Como eu virei leitor de blogs
Como milhões de outros residentes dos EUA, eu cheguei aos blogs via
campanha de Howard Dean. Daily Kos [link] e Atrios
[link] foram nossa dieta, nosso permanente 'open
thread' e farrapozinho de esperança miserável. Com suas centenas de
milhares de visitas diárias (na casa do milhão na reta final da
eleição), mobilizaram um movimento cuja importância só agora começa a
ser compreendida. Pode se ter qualquer teoria sobre a derrota de Kerry
para Bush, menos duas: 1. de que perdemos por falta de mobilização; 2.
de que perdemos por falta de dinheiro. Esses fatores, decisivos na
derrota fraudada de 2000, não o foram este ano graças aos blogs.
Num encontro de uma força-tarefa da Modern Language Association
[link] em setembro de 2004, fico sabendo que Michael
Bérubé (amigo e antigo colega em Illinois
[link] ) tinha um blog e entrara ‘undercover’

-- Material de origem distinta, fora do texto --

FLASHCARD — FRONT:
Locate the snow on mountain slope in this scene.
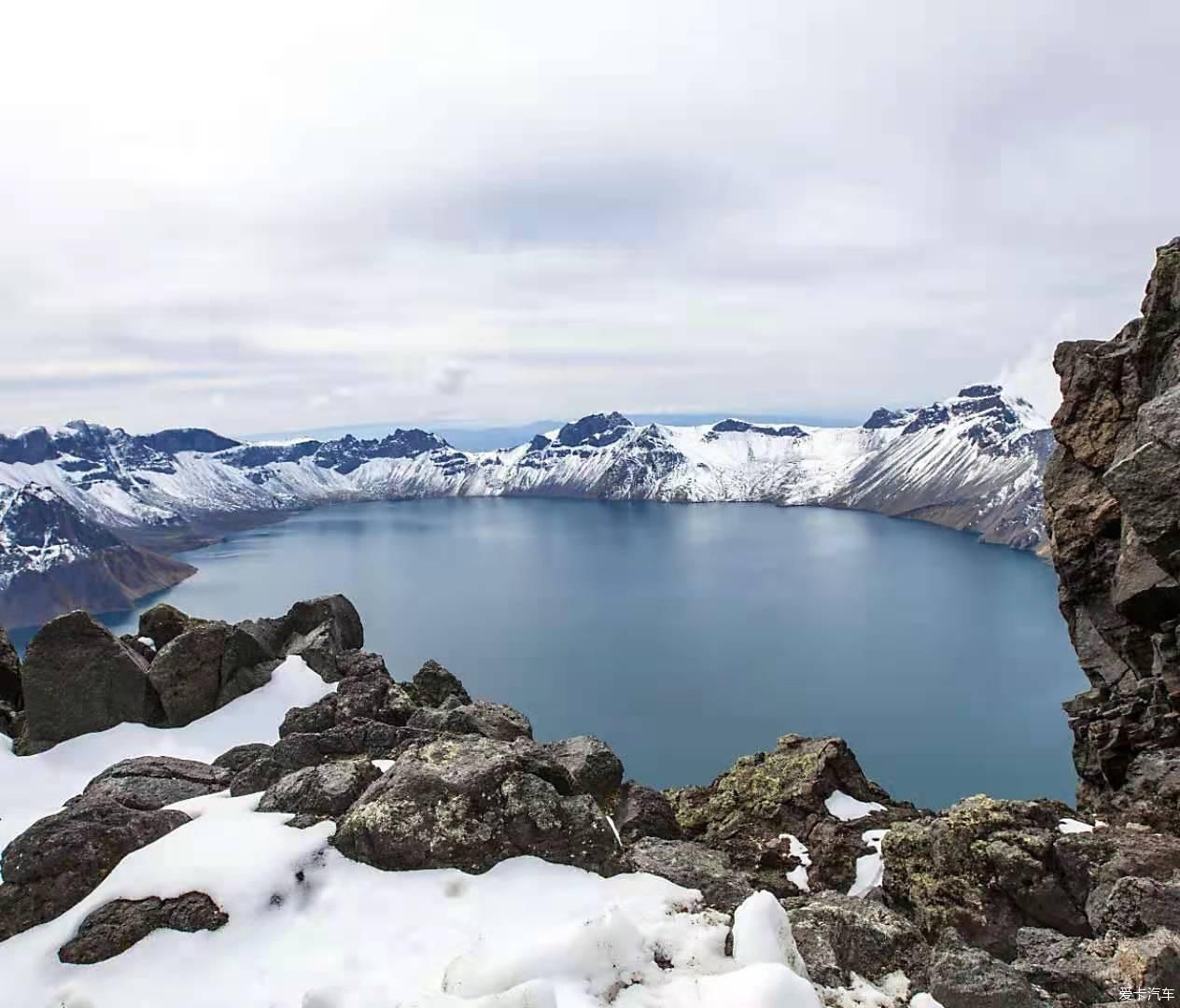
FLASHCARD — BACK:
[0,483,196,627]
[0,385,1052,618]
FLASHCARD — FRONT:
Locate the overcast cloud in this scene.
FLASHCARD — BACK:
[0,0,1180,433]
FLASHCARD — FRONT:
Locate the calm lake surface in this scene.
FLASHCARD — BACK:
[62,499,1086,807]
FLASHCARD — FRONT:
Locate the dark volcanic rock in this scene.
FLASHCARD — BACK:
[1045,238,1180,833]
[82,757,232,812]
[542,735,623,805]
[148,623,273,727]
[627,837,754,914]
[414,659,471,707]
[0,627,23,710]
[139,602,205,651]
[58,892,229,965]
[613,780,680,843]
[930,938,1047,1008]
[214,742,270,773]
[881,795,1090,959]
[21,612,162,753]
[259,759,381,816]
[237,595,372,682]
[788,892,930,990]
[406,700,532,742]
[0,798,189,941]
[667,735,917,897]
[334,735,625,875]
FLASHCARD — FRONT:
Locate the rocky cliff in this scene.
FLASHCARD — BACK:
[1045,238,1180,830]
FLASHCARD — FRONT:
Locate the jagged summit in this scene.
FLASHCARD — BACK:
[0,385,1052,627]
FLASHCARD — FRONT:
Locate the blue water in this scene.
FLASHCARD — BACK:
[18,499,1085,807]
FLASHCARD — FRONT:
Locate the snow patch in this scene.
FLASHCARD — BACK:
[849,830,889,897]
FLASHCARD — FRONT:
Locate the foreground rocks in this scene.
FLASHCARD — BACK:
[0,798,189,941]
[667,735,918,897]
[334,735,625,875]
[19,612,164,753]
[1045,238,1180,833]
[58,892,229,965]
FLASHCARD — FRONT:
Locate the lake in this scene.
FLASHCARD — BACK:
[43,499,1086,807]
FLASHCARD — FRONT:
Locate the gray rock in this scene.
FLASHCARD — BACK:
[1045,238,1180,833]
[1087,877,1180,937]
[788,892,930,990]
[665,735,918,898]
[613,780,680,843]
[237,595,365,682]
[0,627,23,710]
[259,759,381,817]
[137,602,204,651]
[82,757,232,812]
[58,892,229,965]
[334,730,625,875]
[214,742,270,773]
[20,612,162,753]
[881,794,1090,959]
[542,735,623,806]
[627,837,754,914]
[336,650,389,679]
[0,798,189,941]
[405,700,532,742]
[119,634,156,665]
[414,659,471,707]
[148,623,270,727]
[930,938,1046,1008]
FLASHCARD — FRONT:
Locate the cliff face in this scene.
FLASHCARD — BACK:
[1045,238,1180,831]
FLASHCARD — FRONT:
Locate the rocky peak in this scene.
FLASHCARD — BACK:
[557,412,635,447]
[860,406,912,431]
[1045,238,1180,830]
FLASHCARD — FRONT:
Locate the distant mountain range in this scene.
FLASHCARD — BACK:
[0,385,1052,627]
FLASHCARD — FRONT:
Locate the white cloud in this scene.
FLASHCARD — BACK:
[0,0,1180,431]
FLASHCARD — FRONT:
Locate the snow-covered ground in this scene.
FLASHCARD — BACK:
[0,657,933,1008]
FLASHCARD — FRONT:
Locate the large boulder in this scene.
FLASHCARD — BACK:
[666,735,917,897]
[148,623,274,727]
[612,780,681,843]
[406,700,532,742]
[0,798,189,941]
[20,612,164,753]
[58,892,229,965]
[881,795,1090,959]
[137,602,205,651]
[237,595,360,682]
[81,757,233,812]
[413,659,471,707]
[1045,238,1180,833]
[542,735,623,806]
[0,627,23,710]
[788,892,930,990]
[259,759,381,818]
[334,735,625,875]
[627,837,754,914]
[930,935,1047,1008]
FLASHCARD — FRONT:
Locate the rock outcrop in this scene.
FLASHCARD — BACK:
[334,735,625,875]
[0,797,189,941]
[667,735,918,897]
[58,892,229,965]
[18,612,164,753]
[1045,238,1180,831]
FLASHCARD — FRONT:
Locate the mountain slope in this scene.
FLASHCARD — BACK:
[0,484,196,627]
[0,385,1052,623]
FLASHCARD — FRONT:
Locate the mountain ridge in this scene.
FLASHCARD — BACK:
[0,385,1052,619]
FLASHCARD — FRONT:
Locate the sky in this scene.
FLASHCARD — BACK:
[0,0,1180,433]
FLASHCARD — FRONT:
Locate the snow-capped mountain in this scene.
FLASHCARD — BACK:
[0,483,196,627]
[0,385,1052,627]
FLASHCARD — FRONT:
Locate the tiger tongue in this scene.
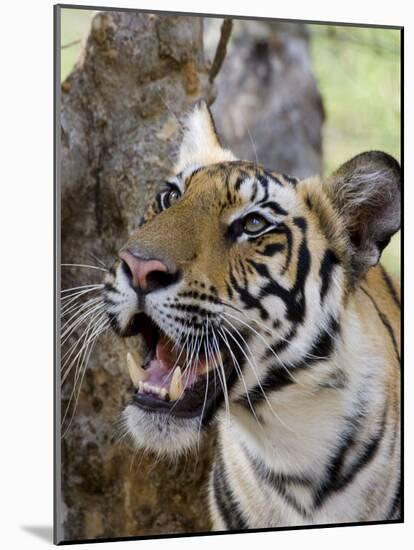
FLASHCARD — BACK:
[155,334,179,369]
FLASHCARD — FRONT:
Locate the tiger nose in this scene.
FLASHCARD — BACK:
[119,250,177,293]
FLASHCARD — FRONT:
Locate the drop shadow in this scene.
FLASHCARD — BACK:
[21,525,53,544]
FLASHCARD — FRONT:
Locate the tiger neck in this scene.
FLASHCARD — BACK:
[219,300,381,486]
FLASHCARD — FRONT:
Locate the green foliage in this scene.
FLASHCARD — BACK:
[309,25,401,276]
[61,9,401,275]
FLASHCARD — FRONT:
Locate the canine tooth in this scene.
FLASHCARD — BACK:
[127,352,147,388]
[168,367,183,401]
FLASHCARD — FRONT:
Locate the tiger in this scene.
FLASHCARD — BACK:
[105,100,401,531]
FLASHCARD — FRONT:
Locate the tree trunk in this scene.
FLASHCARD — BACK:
[60,8,322,540]
[213,21,324,177]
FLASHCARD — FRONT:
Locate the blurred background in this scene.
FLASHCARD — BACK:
[57,8,400,540]
[61,9,401,276]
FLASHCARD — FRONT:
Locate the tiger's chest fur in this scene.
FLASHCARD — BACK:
[209,267,400,530]
[105,103,401,529]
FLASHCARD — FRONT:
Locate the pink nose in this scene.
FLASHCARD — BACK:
[119,250,168,292]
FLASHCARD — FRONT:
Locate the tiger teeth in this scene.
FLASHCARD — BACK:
[127,352,147,388]
[138,380,168,400]
[168,366,183,401]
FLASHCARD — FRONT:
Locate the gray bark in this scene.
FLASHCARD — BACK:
[213,21,324,177]
[61,12,322,540]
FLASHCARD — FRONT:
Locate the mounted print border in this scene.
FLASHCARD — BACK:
[54,4,404,544]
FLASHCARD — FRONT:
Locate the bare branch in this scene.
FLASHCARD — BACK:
[209,19,233,82]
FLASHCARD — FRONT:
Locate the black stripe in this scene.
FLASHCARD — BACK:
[230,271,269,321]
[379,264,401,308]
[314,404,387,507]
[360,286,401,363]
[282,174,299,187]
[259,201,288,216]
[243,446,311,517]
[239,317,340,405]
[282,225,293,274]
[255,218,311,323]
[257,174,269,201]
[213,448,248,530]
[319,248,339,303]
[387,480,401,519]
[259,243,285,256]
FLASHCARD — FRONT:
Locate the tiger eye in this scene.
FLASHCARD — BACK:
[243,214,269,235]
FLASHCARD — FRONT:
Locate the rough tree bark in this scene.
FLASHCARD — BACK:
[60,12,321,540]
[214,21,324,177]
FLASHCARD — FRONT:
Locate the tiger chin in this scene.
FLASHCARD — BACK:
[105,101,401,530]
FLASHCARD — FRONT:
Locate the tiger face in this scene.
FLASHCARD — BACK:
[105,102,399,453]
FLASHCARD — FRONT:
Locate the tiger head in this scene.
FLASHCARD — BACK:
[105,102,400,453]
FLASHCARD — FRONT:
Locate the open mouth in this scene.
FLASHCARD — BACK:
[127,313,233,418]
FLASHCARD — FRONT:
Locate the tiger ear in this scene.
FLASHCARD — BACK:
[175,100,236,173]
[324,151,401,279]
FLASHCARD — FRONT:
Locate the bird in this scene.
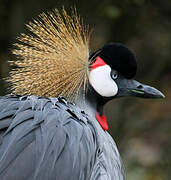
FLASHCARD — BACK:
[0,8,164,180]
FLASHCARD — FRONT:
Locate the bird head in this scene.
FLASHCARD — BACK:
[89,43,164,101]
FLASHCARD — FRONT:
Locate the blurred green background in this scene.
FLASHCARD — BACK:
[0,0,171,180]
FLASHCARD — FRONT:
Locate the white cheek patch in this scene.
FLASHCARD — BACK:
[89,65,118,97]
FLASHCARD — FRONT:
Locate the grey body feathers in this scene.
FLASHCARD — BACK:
[0,96,124,180]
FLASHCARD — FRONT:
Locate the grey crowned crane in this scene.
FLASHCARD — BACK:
[0,9,164,180]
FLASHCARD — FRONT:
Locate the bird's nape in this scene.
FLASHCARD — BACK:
[0,6,164,180]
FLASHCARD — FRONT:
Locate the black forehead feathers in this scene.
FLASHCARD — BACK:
[97,43,137,79]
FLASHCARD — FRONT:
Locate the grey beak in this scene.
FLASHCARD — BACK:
[116,78,165,98]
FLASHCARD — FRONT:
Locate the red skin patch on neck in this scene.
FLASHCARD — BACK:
[96,113,109,131]
[91,56,106,71]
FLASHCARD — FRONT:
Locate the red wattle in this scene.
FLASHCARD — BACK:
[91,56,106,70]
[96,113,109,131]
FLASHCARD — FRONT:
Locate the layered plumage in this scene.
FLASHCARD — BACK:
[0,9,164,180]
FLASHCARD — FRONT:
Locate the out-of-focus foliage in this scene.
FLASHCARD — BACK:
[0,0,171,180]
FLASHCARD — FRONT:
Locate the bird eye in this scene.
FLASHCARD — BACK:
[111,71,118,80]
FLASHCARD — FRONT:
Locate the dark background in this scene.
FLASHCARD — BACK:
[0,0,171,180]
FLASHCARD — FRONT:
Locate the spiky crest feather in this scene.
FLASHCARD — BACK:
[7,8,90,100]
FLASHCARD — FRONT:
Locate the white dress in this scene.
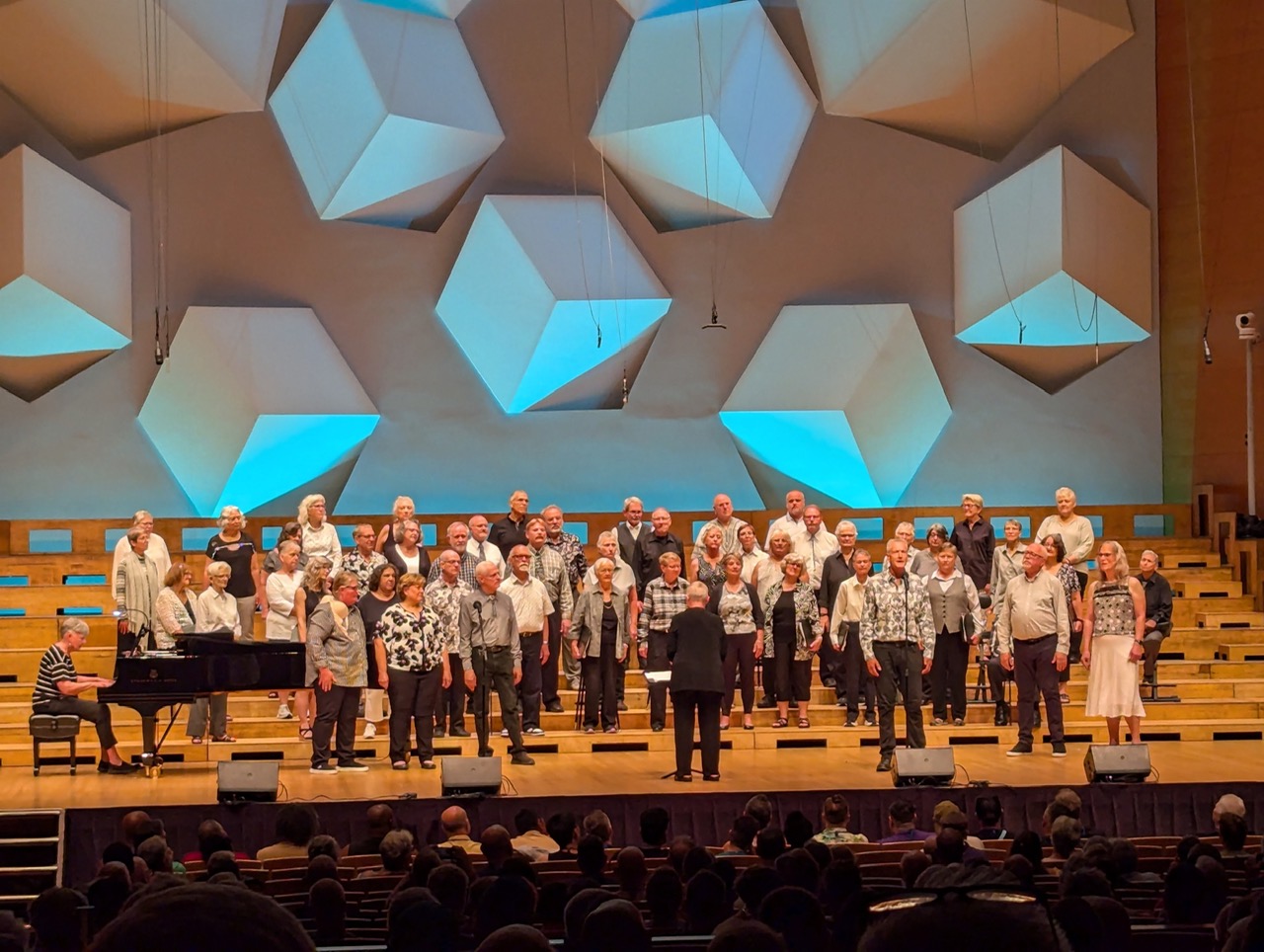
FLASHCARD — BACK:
[1084,579,1146,717]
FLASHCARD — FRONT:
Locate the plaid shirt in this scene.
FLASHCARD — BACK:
[343,549,387,598]
[545,532,588,592]
[426,551,478,588]
[637,577,689,639]
[527,542,575,618]
[426,579,474,655]
[861,569,935,662]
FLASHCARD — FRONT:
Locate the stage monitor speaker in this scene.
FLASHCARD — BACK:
[1084,744,1150,784]
[438,757,501,797]
[891,748,957,786]
[218,759,280,803]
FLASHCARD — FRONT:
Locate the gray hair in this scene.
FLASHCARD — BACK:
[57,618,89,639]
[215,506,245,528]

na convenção republicana para ‘blogá-la’ (o que multiplicou o número de
visitas). São posts hilários, de voz satírica, que me ganharam para a
leitura de blogs. Na ordem: este
[link] , este
[link] , depois
este
[link] e
este [link] . Aí
descobri que havia blogs em português além de diários de adolescente ou
sites de puro jornalismo. Tal era a extensão da ignorância. Pesquisando
a história, não tardou para que eu encontrasse Por um Punhado de Pixels
[link] . Fiquei boquiaberto – tanto e tão
maravilhado com o negócio que num fim de semana de novembro li todos os
arquivos de quase 4 anos, tudo de uma vez. Terminei e havia lido um
romance, conhecido um personagem – com a diferença sensacional que no
blog a coisa continua, sabe-se que haverá um post amanhã. Falei, pô
quero mais desse negócio. Aí eu caí no Catarro Verde
[link] . Eu já era fã do Rude Pundit
[link] . Falei, putz o Sérgio faz o mesmo que
Rude mas muito melhor, com petardos de uma frase, duas frases. O fato de
que o cara assina nome e sobrenome me fez gostar mais ainda. Devorei o
Catarro, [link] a porra toda em uma só talagada.
Falei, é melhor eu me orientar nessa selva aqui. Não tardaram em pipocar
Pensar Enlouquece [link] e LLL
[link] grandes na tela. Nas
primeiras três clicadas nos links da esquerda lá no Inagaki
[link] eu comecei a ter uma dimensão do
tamanho da selva. Mas aí ignorância já havia virado vontade de entrar na
brincadeira – e aqueles links ainda hoje são um mapa prá mim. Quando
saiu o texto do Inagaki sobre a TV Pirata
[link] ,
pensei ‘porra, não tem texto sobre televisão publicado nos jornais por
aí que se compare ao desse cara.’ Tem que respeitar. Aí eu já lia o LLL
[link] diariamente –
concordando com quase nada, mas curtindo o jeitão despojado do blog – e
gostei muito do romance do Alexandre. Apareceram Smart
[link] , Nélson
[link] , Rafael [link] e
outros que se converteram em diárias, além de escritores cujo trabalho
passei a acompanhar. Falei, putz já há semanas que eu não leio nada
encapado, só telinha.
Começar a escrever um blog a sério foi uma forma de ler essas pessoas.
Com os blogs eu tenho a sensação borgeana de orgulhar-me mais dos textos
que leio do que dos que escrevo. Sensação maravilhosa, antídoto contra
as pragas da arrogância e do umbigocentrismo.